CSE 110 | Programming Building Blocks

01 Prepare: Preparation Material

Overview

Welcome to CSE 110!

This week you will set up your computer with the applications you will use this semester. You will need the following:

Once you have those in place, you will begin writing your very first programs.

Preparation Material

One of the great things about programming in this day and age is that there is a wealth of information available on the internet. In fact, professional programmers spend a good part of their days looking for answers on the internet and then piecing them together and modifying them to fit the specific problem at hand.

This means that to be a successful programmer you need the following:

  1. A strong understanding of the fundamentals of programming (what you'll study in this and subsequent courses).

  2. The ability to learn and apply new things.

  3. The ability to use information from various online sources.

This course and subsequent courses are designed to help you grow in all three of these areas.

In this course, you will be provided the information you will need to be successful, whereas in future courses you will develop your ability to find more and more of the information for yourself. But even in this course, you will start to learn to use material from many different sources on the internet. Some will be written by BYU-Idaho, but much of it will be curated for you from various resources available on the internet.

Install Python and Visual Studio Code

One of the resources we will use throughout the semester is a series of videos created by Microsoft to help new programmers learn to write Python programs. To begin this lesson, please watch the videos below.

As shown in these videos, you will need to download and install both Python and Visual Studio Code on your computer. Please note in the video where they walk through installing Visual Studio Code, they mention it is a good idea to also get the Python extension for Visual Studio Code, but don't really walk through it. Then, in the next video, they show how to install the extension in more detail.

Also, please note that your Visual Studio Code preferences may be set up slightly differently than those in the video, so don't be alarmed if your extensions bar is on the left side and theirs is on the right.

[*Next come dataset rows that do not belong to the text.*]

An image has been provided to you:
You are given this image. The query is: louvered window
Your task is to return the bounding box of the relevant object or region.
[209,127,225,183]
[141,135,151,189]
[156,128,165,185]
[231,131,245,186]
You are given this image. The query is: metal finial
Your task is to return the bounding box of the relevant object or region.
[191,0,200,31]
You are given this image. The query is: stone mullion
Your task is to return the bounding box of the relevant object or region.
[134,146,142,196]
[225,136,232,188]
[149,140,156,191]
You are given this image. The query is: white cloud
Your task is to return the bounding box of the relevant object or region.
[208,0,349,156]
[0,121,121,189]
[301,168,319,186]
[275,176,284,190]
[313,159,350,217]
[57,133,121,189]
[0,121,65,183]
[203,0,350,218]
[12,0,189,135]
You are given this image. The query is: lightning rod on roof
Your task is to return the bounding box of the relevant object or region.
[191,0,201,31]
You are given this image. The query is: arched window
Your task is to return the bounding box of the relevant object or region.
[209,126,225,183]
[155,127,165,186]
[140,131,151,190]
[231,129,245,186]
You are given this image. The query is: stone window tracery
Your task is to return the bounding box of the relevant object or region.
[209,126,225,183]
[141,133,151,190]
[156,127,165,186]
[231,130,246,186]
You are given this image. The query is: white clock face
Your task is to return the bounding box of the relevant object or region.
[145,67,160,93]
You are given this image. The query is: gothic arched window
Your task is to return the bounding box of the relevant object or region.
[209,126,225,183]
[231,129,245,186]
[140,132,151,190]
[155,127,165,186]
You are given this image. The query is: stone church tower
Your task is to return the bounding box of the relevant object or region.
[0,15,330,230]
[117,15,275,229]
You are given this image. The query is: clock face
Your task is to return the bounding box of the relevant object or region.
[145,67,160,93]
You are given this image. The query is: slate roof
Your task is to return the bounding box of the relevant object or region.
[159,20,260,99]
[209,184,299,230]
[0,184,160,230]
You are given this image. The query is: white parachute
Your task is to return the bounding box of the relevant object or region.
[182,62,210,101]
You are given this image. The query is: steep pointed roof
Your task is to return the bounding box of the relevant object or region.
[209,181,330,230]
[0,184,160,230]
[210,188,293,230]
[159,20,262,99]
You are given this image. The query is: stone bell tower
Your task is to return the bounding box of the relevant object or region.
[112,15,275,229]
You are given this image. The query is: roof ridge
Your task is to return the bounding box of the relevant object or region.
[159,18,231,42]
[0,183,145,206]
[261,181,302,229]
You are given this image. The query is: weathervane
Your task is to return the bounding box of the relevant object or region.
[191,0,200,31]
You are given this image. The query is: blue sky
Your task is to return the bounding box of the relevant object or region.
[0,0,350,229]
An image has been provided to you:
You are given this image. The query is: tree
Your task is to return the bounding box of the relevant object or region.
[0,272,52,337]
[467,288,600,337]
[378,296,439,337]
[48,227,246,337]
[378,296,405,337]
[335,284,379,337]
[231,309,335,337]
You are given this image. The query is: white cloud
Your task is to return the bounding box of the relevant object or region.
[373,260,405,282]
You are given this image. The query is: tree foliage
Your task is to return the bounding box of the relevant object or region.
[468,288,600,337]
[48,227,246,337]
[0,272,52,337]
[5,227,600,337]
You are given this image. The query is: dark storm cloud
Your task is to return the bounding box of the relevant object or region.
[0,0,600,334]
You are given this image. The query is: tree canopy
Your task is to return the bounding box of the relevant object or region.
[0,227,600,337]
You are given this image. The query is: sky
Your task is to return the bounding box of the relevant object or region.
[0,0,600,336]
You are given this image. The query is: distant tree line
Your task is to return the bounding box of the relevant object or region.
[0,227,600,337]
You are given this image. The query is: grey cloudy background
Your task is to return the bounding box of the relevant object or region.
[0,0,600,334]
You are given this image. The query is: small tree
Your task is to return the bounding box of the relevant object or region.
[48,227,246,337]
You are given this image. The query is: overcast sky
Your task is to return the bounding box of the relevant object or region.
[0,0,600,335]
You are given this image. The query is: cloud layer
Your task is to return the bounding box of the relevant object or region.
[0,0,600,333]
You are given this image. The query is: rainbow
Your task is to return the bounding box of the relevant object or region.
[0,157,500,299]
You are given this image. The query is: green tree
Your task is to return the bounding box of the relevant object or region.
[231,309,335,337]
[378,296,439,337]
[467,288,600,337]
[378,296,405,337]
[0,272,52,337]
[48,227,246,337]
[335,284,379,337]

As you follow the videos above, you'll be downloading programs and an extension from:

The Basics of Writing a Program

We all interact with many kinds of devices, websites, and apps that are made from "programs." As you might imagine, apps like Instagram or Google Maps are pretty complex and have taken teams of professional programmers many months or years to create. You are starting on the journey that can lead to creating programs that are just polished and interactive, but we will begin with much simpler programs.

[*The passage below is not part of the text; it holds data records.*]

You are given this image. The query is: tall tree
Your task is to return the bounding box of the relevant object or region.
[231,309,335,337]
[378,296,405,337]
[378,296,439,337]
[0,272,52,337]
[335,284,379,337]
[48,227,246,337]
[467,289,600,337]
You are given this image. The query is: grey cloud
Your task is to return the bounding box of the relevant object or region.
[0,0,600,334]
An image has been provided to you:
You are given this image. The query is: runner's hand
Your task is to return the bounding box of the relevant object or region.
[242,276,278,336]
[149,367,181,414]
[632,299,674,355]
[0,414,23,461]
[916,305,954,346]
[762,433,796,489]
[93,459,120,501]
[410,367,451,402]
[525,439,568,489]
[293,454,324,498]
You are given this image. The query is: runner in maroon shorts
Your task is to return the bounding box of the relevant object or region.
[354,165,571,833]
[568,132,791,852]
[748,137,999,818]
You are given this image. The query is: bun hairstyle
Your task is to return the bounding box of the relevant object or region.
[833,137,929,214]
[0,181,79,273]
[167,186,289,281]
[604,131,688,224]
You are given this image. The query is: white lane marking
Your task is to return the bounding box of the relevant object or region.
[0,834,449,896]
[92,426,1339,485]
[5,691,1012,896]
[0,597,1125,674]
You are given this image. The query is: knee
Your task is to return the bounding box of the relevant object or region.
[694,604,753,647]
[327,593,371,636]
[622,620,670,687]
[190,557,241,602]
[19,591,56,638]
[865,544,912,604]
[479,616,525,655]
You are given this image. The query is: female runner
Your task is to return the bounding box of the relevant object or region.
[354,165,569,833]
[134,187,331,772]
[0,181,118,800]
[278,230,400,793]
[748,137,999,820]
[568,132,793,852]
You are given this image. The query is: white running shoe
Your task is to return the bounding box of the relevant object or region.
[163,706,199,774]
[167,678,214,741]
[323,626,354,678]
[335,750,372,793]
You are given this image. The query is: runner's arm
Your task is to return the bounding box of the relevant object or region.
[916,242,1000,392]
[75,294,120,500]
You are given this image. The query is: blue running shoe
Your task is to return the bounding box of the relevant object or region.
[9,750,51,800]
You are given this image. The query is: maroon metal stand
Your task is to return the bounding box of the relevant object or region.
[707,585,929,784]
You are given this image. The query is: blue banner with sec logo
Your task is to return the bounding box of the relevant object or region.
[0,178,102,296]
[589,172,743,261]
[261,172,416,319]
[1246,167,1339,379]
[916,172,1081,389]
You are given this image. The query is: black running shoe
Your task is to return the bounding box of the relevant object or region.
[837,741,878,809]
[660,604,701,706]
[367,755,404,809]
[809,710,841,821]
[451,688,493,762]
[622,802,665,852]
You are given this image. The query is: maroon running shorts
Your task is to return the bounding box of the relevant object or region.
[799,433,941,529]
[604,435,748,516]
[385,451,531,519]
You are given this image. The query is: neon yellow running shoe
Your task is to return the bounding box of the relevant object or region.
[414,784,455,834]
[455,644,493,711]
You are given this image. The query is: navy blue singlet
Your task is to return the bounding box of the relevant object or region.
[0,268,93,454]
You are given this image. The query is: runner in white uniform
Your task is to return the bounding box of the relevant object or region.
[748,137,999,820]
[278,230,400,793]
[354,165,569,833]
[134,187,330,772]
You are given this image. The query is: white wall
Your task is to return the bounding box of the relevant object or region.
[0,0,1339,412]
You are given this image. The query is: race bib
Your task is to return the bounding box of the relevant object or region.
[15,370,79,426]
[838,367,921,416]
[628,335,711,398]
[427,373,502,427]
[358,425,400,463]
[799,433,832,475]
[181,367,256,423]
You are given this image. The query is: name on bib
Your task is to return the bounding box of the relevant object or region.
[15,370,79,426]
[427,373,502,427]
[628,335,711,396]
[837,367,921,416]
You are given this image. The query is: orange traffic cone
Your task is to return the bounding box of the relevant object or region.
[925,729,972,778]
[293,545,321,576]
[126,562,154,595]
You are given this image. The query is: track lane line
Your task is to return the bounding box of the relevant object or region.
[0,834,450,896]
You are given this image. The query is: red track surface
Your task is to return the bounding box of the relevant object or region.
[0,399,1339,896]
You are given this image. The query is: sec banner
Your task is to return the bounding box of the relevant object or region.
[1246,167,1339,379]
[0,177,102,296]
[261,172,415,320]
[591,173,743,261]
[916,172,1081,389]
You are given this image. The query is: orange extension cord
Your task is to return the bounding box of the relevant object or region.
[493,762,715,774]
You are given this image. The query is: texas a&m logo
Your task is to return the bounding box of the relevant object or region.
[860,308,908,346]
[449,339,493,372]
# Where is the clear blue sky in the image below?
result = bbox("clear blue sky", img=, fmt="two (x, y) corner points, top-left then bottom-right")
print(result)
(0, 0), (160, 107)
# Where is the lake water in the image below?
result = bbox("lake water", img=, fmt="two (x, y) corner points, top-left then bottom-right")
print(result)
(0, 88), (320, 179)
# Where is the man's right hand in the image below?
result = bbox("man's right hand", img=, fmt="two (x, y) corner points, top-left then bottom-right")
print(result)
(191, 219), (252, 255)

The essence of all programs, no matter how complex or simple, is that they provide a step-by-step list of instructions that the computer will follow. The computer, while powerful, is also very simplistic—it only does what you tell it. In addition, it does exactly what you tell it to do, nothing more and nothing less, and if you leave out a very small thing, or make even a tiny mistake, the computer is very unforgiving.

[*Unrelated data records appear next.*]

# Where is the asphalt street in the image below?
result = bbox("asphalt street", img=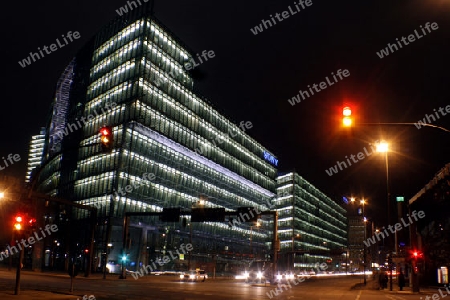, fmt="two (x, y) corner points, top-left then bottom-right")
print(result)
(0, 270), (436, 300)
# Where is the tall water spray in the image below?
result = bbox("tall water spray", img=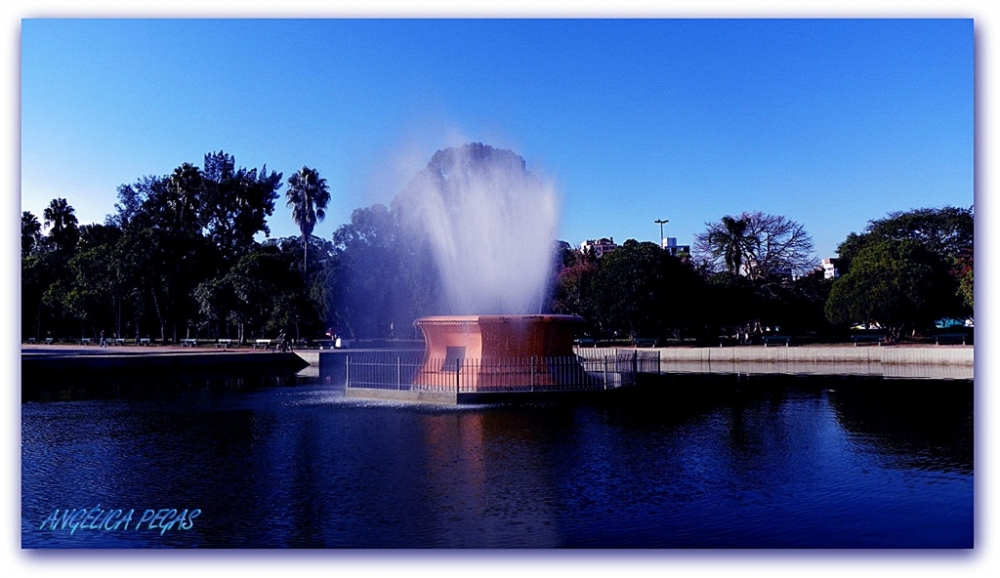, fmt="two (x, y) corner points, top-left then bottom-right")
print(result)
(397, 143), (558, 315)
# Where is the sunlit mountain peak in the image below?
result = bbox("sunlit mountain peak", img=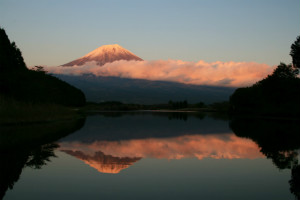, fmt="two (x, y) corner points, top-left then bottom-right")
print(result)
(63, 44), (143, 66)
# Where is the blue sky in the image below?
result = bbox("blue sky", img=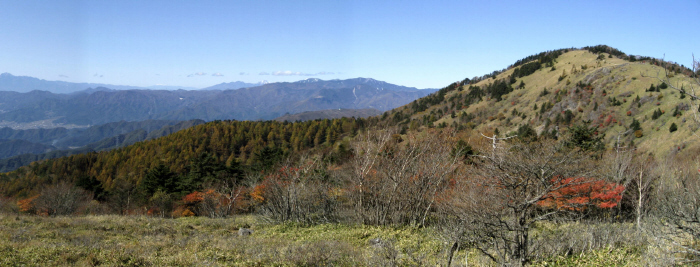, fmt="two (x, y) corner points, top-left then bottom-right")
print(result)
(0, 0), (700, 88)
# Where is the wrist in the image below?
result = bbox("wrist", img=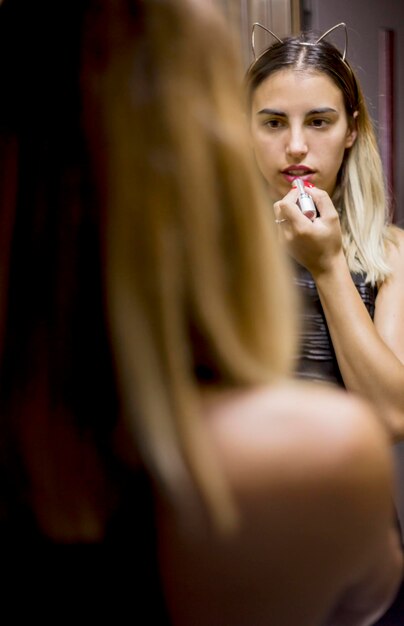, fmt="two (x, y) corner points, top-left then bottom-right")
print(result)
(311, 249), (350, 284)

Starting with this lesson, we are going to practice writing programs—the step-by-step instructions for the computer—and we are going to start with simple ones. We will start by displaying words on the screen and have the user type responses in a text window. While not nearly as glamorous as the professional apps you see around you, the fundamentals are the same. These simple programs will help you develop skills you need to create more powerful and more exciting applications as you continue to learn.

Please watch the following videos that introduce the idea of writing programs. While you are watching, you might want to pause the videos and follow along by typing the same code on your computer. The demos they walk through will be very similar to the assignments you have this week.

Typing python and the name of your program to run it (like they did in the video) only works if your computer is set up to find Python automatically. If it works for you, feel free to use that approach, but otherwise, it's not a problem.

If typing python doesn't work for you, the simplest way to run your program, and the one that works the most reliably regardless of your computer's configuration, is to make sure your program is saved with .py at the end of the filename, and then click the green play button in the upper right hand corner to run the program. Other students have also found that typing python3 or py instead of python has worked for their configuration.

Next Steps

Once you have finished with watching these videos and installing the applications mentioned above, you are prepared to complete the assignments of this course.